Senator McCain’s Bill

First, Senator McCain has introduced a bill that would require the U.S. Department of Homeland Security to probe “all public records” to determine whether foreigners applying for admission would have something in their backgrounds that could make them inadmissible under the Immigration and Nationality Act. This would include all social media. The house judiciary committee has also started markup on a similar bill that would require that the agencies responsible for vetting the visa applicant check his or her employment and educational history as well as review open source information, such as social media accounts, to learn more about the person seeking to come to the U.S. according to Rep.

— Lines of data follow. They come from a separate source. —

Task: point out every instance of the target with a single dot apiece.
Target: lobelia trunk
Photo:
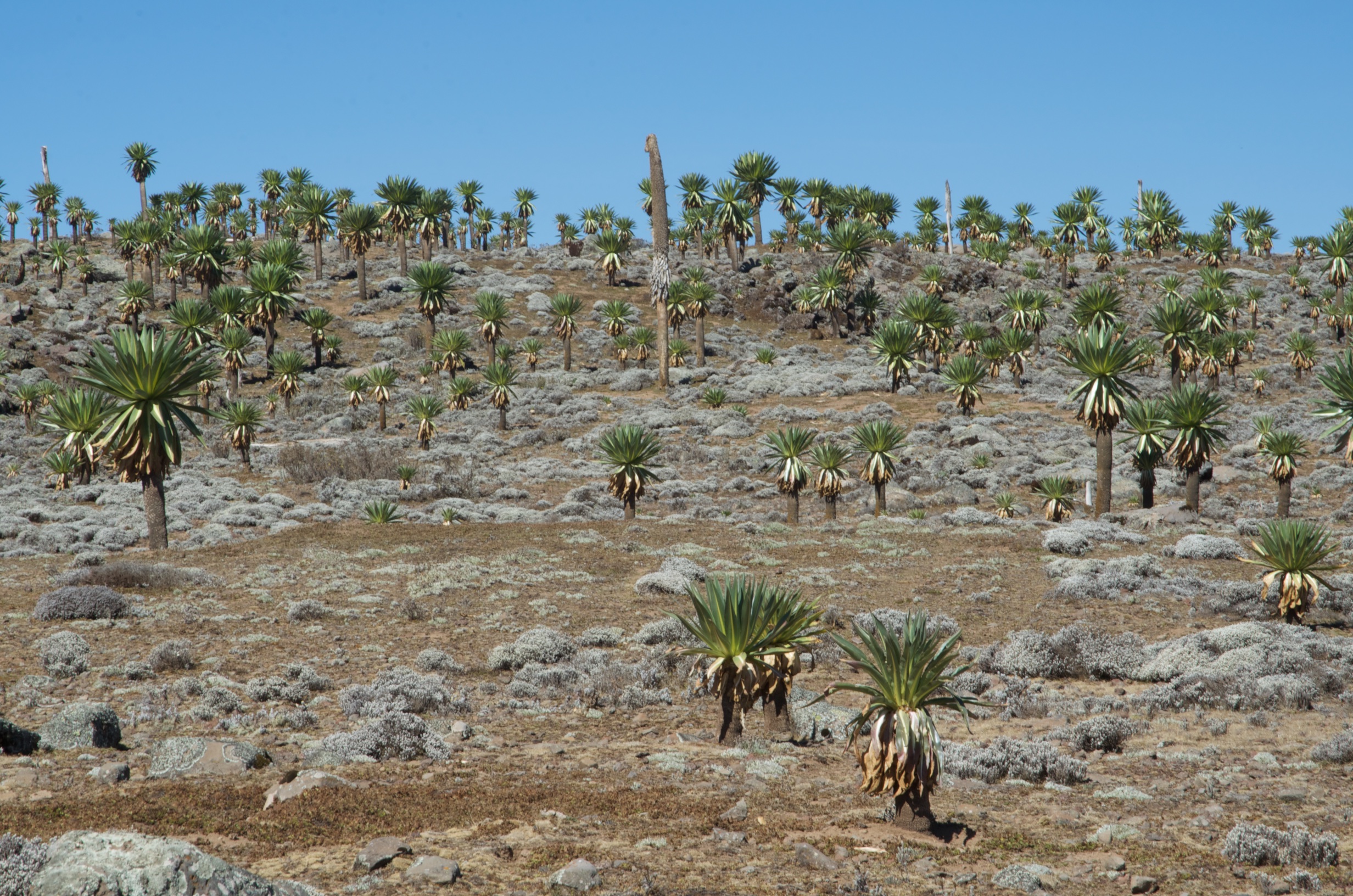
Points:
(914, 813)
(1103, 470)
(776, 712)
(153, 496)
(731, 726)
(661, 275)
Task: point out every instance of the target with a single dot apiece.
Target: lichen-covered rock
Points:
(19, 863)
(126, 864)
(202, 757)
(83, 725)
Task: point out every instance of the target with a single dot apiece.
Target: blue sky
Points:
(1016, 102)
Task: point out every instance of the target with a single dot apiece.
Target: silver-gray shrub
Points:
(400, 690)
(80, 601)
(1004, 758)
(1263, 845)
(64, 654)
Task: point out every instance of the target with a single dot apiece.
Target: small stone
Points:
(1114, 833)
(925, 866)
(577, 875)
(809, 856)
(736, 814)
(433, 869)
(308, 780)
(111, 772)
(736, 838)
(381, 852)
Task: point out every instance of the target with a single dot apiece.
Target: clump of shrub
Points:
(308, 463)
(1337, 749)
(1100, 732)
(137, 574)
(1004, 758)
(171, 656)
(1263, 845)
(433, 659)
(80, 601)
(217, 702)
(536, 646)
(64, 654)
(21, 860)
(398, 690)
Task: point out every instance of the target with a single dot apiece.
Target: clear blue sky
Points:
(1015, 100)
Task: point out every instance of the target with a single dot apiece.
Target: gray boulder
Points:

Goodlatte.

Senator Cruz’ Bill

Second, Sen. Cruz has also introduced a bill. His would make three main changes to immigration law:

  1. The bill would get rid of all OPT.  OPT would no longer be allowed for any student in F status
  2. The bill would impose a 2 year “cool-off” period on all companies that have had furloughs, lay-offs or strikes. During this two year period, the company could not use the H-1B program.
  3. The bill would basically create a minimum salary under the program of $110,000 (it mandates the higher of the actual wage paid over the last year or $110,000).

 

Again, we wish to point out that these bills have not been signed into law, nor have they even been passed by either the House or the Senate.  They are just bills.  However, it is clear, that Congress is intent on using the recent tragedies to try and re-write immigration law to meet their views.   Hopefully cooler head will prevail and this legislation will not pass.  We will certainly keep everyone updated.

Please remember, as always, this blog does not offer legal advice. If you need legal advice, consult with a lawyer instead of a blog. Thank you.